The application — for a site purchased for
almost £1.2 million — is a 3-minute drive from the existing main meeting room on Hortham Lane, itself built within the last 15 years. The Gloucestershire Gazette's coverage included a supporting comment from a neighbour — who turns out, on a Companies House search, to be
Gareth Herbert, a Brethren member and former director of Novus Trading Ltd. A current director of Novus is Richard Smith, uncle of the planning applicant Glenn Smith. South Gloucestershire Council — which has documented prior connections to the Brethren community — approved the application. Several planning documents were not made available on the council's website.
South Gloucestershire Council stated: "The PBCC community is well established in the area and the network of smaller halls to meeting local households delivers sustainable objectives."
An application to extend the car park at the main Chesterfield meeting room to accommodate 95 cars. Planning documents stated the facility serves 600-plus members. Our estimate puts the local Brethren community at a maximum of 100 people. The car park extension would only realistically reach capacity during periodic large gatherings such as the 3-day meeting held in April 2024 — which draws members from far beyond the local area.
A planning application for change of use to car parking and vehicular access was granted in June 2022 at the former Bethany Chapel near Kerry. Once construction began, it became apparent the access road had been built over graves in the chapel graveyard, causing significant distress to the families of those buried there. The case received notable media coverage. The location — described by former members as off the beaten track for the local community — has raised questions about why this remote site was selected.
An application for a new meeting room on a greenfield site in Blunsdon was refused in February 2023. The application attracted numerous objections and, at the planning meeting, a number of discrepancies were highlighted in the supporting documentation.

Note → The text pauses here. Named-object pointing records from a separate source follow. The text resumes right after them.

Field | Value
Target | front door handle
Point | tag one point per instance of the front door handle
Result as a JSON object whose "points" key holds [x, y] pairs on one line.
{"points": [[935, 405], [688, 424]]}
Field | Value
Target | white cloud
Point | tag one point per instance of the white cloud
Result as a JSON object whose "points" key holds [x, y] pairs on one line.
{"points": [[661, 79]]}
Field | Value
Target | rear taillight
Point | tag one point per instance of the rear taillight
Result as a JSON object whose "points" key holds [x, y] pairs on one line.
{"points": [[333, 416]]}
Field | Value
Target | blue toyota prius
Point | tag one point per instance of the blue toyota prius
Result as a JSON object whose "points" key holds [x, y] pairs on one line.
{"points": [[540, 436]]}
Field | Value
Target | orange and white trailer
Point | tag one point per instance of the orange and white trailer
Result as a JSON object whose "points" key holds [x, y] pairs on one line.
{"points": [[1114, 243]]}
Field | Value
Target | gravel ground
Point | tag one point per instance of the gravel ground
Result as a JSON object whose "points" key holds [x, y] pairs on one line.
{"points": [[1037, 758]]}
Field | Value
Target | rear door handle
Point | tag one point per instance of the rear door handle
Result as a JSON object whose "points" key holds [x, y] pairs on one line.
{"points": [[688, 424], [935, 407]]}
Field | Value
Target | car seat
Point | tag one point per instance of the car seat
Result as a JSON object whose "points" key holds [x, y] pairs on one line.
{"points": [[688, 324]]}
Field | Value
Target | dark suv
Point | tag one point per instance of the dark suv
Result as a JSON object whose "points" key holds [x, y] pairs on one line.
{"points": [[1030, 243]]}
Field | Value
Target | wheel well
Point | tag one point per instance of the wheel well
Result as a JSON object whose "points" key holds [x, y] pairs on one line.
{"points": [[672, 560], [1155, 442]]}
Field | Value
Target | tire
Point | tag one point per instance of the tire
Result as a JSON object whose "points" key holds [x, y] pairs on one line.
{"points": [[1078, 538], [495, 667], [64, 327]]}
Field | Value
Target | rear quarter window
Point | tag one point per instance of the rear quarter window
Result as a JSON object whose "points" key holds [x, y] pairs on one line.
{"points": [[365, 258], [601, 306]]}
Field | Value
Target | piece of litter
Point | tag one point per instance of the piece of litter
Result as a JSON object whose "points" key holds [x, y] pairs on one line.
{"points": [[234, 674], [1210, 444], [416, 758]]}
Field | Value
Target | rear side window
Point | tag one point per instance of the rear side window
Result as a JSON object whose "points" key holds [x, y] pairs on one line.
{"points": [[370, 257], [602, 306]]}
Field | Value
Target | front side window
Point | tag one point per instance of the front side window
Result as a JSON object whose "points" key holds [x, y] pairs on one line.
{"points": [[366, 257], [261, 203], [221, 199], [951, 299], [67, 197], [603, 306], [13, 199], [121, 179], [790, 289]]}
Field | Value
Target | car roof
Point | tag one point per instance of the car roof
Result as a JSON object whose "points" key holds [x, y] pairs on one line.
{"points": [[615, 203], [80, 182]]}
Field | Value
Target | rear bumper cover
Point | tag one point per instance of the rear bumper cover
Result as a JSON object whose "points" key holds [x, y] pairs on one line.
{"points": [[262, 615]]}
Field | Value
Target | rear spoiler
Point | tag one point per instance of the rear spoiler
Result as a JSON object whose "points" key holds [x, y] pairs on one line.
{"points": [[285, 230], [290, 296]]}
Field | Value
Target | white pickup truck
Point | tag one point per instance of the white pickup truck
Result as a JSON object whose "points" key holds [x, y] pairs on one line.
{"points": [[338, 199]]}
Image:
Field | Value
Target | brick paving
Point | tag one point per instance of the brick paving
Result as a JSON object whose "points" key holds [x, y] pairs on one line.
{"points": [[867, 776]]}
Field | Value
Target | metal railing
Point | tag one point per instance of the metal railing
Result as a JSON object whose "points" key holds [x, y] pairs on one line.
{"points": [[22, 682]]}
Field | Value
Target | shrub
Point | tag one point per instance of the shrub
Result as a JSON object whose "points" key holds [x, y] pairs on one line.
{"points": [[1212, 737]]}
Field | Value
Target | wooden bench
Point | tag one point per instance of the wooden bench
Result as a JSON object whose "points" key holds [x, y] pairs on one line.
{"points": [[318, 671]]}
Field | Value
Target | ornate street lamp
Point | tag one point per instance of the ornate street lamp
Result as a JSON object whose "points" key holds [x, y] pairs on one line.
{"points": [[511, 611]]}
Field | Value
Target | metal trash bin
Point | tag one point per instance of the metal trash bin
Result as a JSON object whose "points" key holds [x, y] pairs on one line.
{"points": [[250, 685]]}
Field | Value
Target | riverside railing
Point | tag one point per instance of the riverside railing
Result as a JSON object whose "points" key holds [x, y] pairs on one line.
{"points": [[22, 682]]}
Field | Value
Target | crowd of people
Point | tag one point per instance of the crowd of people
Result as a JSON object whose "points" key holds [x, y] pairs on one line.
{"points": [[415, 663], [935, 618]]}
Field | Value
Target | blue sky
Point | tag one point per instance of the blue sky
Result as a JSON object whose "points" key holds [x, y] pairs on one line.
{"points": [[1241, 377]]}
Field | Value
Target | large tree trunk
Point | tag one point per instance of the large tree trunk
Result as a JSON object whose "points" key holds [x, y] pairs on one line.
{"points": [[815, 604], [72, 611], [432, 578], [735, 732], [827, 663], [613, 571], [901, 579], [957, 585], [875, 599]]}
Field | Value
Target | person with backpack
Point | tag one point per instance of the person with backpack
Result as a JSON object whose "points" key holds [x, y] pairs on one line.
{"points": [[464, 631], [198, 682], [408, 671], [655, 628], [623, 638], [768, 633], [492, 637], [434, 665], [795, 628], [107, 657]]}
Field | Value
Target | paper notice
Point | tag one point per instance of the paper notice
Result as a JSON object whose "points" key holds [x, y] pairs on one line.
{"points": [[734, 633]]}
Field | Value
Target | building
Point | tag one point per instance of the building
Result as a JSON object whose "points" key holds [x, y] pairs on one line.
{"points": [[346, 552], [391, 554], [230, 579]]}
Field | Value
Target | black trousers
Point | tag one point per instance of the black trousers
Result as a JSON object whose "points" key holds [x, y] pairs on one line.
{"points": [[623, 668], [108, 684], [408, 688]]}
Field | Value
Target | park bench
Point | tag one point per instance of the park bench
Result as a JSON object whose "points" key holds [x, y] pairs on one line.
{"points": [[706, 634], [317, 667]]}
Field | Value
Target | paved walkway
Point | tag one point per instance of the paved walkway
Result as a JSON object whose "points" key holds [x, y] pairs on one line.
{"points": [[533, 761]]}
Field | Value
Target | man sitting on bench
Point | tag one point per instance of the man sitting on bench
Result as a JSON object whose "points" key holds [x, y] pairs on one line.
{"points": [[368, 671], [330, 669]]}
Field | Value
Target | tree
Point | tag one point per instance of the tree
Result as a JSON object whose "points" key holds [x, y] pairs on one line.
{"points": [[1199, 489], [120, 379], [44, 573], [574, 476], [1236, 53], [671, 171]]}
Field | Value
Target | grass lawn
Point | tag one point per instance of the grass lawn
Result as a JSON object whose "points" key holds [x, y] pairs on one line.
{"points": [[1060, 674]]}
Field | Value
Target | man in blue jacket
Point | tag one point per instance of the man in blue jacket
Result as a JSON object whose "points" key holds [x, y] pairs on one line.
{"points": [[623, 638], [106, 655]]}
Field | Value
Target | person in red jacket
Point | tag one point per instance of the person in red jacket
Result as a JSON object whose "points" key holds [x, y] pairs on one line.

The Wetherby Road Gospel Trust submitted an application to convert a former osteopaths' clinic on York Road into a new meeting room in 2023. The application has since been withdrawn.
A proposal to demolish Ivy Cottage — on the corner of Whitehouse Common Road and Tamworth Road — and build a new meeting room was withdrawn. The property has since been listed for sale on Rightmove at offers in excess of £1 million. The owner is Jim Clarke, a Brethren elder and owner of Allpack, one of the largest Brethren-owned companies in the UK (based in Cannock). The withdrawal is likely connected to the site's location on a busy junction and the concurrent Lichfield proposal.
The Pattern
Across all 14 cases investigated, several consistent features emerge: planning applications submitted to different local authorities using the same membership growth justification; gospel hall trust names submitted without the words "Gospel Hall" to reduce immediate identification; supporting comments from neighbours who turn out on inspection to be Brethren members; and applications for sites that, in terms of location and capacity, are difficult to justify on the stated grounds of local need.
Local planning authorities are by definition unaware of the broader pattern. Each sees one application from an unfamiliar religious group. None sees the 16 others being processed simultaneously elsewhere.